Eu aprendi três lições com esse raciocínio. Primeiro, eu vivo uma vida finita como se ela fosse infinita. Segundo, o meu planejamento nunca condiz com a realidade, ou seja, quando a situação idealizada se torna realidade, não faço o que digo que faria. Eu penso em possibilidades diferentes apenas pelo prazer de imaginar outro contexto. Terceiro, eu tenho muito medo de perder o que nunca foi meu.

Desviando: Em certo trecho de um discurso, Steve Jobs fala sobre o fim da vida. Transcrevo as palavras dele.

"Pelos últimos 33 anos, eu olho-me no espelho toda a manhã e questiono-me: 'e se hoje fosse o último dia da minha vida, eu faria o que eu estou prestes a fazer hoje?' E mesmo que a resposta tenha sido não para muitos dias seguidos, eu sei que preciso mudar alguma coisa. Lembrar que estarei morto em breve é a ferramenta mais importante que encontrei para ajudar-me a fazer grandes escolhas na vida. Porque quase tudo, todas as expectativas externas, todo orgulho, todo medo do constrangimento ou fracasso, essas coisas simplesmente somem frente a morte, restando apenas o que é verdadeiramente importante. Lembrar-se que você vai morrer é a melhor maneira que conheço para evitar a armadilha de pensar que você tem algo a perder. Você já está nu, não há razão para não seguir seu coração. (...)"

Voltando: Eu particularmente não acredito em "vida loka". Então, o que eu projeto como vida plena? Deixe-me refletir um segundo... Ah sim. Pense em tudo o que existe no mundo e que é bom, mas que não foi construído pelo homem, ou não sofreu sua interferência. Não vou dar exemplos, pois não quero ser tendencioso. Eu sinto-me desapontado comigo mesmo, por ajudar a esculpir um mundo em que as coisas que consideramos boas estão sendo fabricadas. E fico mais frustrado ainda em reconhecer que tenho medo de apostar o que eu nunca tive para conquistar o que é bom de fato. Paradoxalmente, se eu tivesse a vida que idealizo, provavelmente eu ainda iria querer construir um mundo diferente.

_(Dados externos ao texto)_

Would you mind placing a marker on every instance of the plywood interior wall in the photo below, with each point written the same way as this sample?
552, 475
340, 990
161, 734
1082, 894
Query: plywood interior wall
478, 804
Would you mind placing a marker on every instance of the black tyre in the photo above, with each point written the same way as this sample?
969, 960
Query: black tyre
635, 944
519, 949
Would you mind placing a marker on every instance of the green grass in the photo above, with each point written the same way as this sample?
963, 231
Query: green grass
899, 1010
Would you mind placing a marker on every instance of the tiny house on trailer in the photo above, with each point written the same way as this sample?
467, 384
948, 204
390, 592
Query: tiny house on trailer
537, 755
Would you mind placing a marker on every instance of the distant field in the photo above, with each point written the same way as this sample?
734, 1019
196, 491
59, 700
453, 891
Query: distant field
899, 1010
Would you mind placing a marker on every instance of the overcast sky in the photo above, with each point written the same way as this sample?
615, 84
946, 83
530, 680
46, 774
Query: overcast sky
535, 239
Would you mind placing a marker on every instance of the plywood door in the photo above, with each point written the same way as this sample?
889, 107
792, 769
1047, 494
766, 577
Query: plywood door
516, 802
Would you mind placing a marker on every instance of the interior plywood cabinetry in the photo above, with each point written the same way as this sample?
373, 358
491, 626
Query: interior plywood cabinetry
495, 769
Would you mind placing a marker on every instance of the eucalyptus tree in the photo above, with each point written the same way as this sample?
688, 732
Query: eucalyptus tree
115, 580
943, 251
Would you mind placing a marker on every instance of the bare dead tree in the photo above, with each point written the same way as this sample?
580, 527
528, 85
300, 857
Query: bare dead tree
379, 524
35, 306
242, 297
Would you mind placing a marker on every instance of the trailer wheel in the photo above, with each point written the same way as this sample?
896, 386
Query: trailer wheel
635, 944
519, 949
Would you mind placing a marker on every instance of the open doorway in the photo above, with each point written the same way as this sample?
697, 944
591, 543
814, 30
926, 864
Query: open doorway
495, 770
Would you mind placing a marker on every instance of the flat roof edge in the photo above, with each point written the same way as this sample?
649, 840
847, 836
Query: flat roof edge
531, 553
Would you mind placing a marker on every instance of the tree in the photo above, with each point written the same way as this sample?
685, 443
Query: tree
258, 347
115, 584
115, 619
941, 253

Onde eu quero chegar com todo esse discurso? Eu estou tentando dizer que, como ser humano, é de minha natureza acreditar que "a grama do jardim do vizinho é sempre mais verde que a grama do meu jardim", mesmo que o vizinho não tenha um jardim. E para continuar acordando de manhã, levantando da cama, eu transfiro o vazio que eu sinto para causas tangíveis, como um emprego, um cargo, uma casa, um relacionamento, a política. Tão logo um objetivo seja conquistado, outro propósito precisa ser criado, para que o ciclo se reinicie. Quando isso vai terminar? Nunca, pois eu tenho uma fome e uma sede que não serão saciadas por nada que eu possa fazer. Cortinas de fumaça, iludindo-me a acreditar que um dia o ciclo se encerrará. Tudo isso para que eu não precise olhar para dentro, para o meu próprio jardim, para a verdade, de que eu sou limitado.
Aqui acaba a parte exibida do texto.